Different Methods to Calculate Depreciation

Depreciation

The monetary value of an asset decreases over time due to use, wear and tear or obsolescence. This decrease is measured as depreciation. Depreciation, i.e. a decrease in an asset’s value, may be caused by a number of other factors as well such as unfavorable market conditions, etc. Machinery, equipment, currency are some examples of assets that are likely to depreciate over a specific period of time. Opposite of depreciation is appreciation which is increase in the value of an asset over a period of time.

Methods of Depreciation:

The four common methods of depreciation are:

  1. Straight-line
  2. Double declining balance
  3. Units of Production
  4. Sum of years digits

Straight-line Depreciation

This method is also known as fixed instalment method.
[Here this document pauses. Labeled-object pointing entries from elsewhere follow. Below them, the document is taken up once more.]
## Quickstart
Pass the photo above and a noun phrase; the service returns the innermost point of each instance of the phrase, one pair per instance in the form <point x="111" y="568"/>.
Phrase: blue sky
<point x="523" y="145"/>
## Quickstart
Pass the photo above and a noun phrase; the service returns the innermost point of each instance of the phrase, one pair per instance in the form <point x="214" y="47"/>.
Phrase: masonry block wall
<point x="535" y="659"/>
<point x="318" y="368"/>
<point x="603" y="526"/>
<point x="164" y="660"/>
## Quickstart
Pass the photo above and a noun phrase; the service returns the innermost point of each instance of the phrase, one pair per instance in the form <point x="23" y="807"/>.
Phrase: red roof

Under this method, an equal amount is charged for depreciation of every fixed asset in each of the accounting periods. This uniform amount is charged until the asset gets reduced to nil or its salvage value at the end of its estimated useful life. Thus, the amount of depreciation is calculated by simply dividing the difference of original cost or book value of the fixed asset and the salvage value by useful life of the asset.

Double declining balance

This method is a mix of straight line and diminishing balance method. Thus, depreciation is charged on the reduced value of the fixed asset in the beginning of the year under this method. A fixed rate of depreciation is applied just as in case of straight line method. This rate of depreciation is twice the rate charged under straight line method. Thus, this method leads to an over depreciated asset at the end of its useful life as compared to the anticipated salvage value.
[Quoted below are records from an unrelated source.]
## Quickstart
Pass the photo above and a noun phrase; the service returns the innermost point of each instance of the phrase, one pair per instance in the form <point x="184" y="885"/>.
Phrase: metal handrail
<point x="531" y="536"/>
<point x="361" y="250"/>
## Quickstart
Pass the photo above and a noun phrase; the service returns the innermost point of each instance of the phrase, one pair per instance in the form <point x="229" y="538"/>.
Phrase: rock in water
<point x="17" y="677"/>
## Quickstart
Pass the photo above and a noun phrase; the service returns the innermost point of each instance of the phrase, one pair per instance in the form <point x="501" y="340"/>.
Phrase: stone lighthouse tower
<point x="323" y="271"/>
Therefore, companies adopt various approaches in order to overcome such a challenge. Firstly, the amount of depreciation charged for the last year is adjusted. This is done to make salvage value equal to the anticipated salvage value. Secondly, many companies choose to use straight line depreciation method in the last year to adjust the over depreciated salvage value.

Units of Production

Units of production assigns an equal expense rate to each unit produced, which makes it most useful for assembly or production lines. The formula involves using historical costs (the price of an asset based on its nominal or original cost when acquired by the company) and estimated salvage values. The method then determines the expense for the accounting period multiplied by the number of units produced.

Sum of years digits

The sum-of-the-years’ digits method offers a depreciation rate that accelerates more than the straight-line method but less than the declining balance method. Annual depreciation is separated into fractions using the number of years of the business asset’s useful life. Such assets may include buildings, machinery, furniture, equipment, vehicles, and electronics.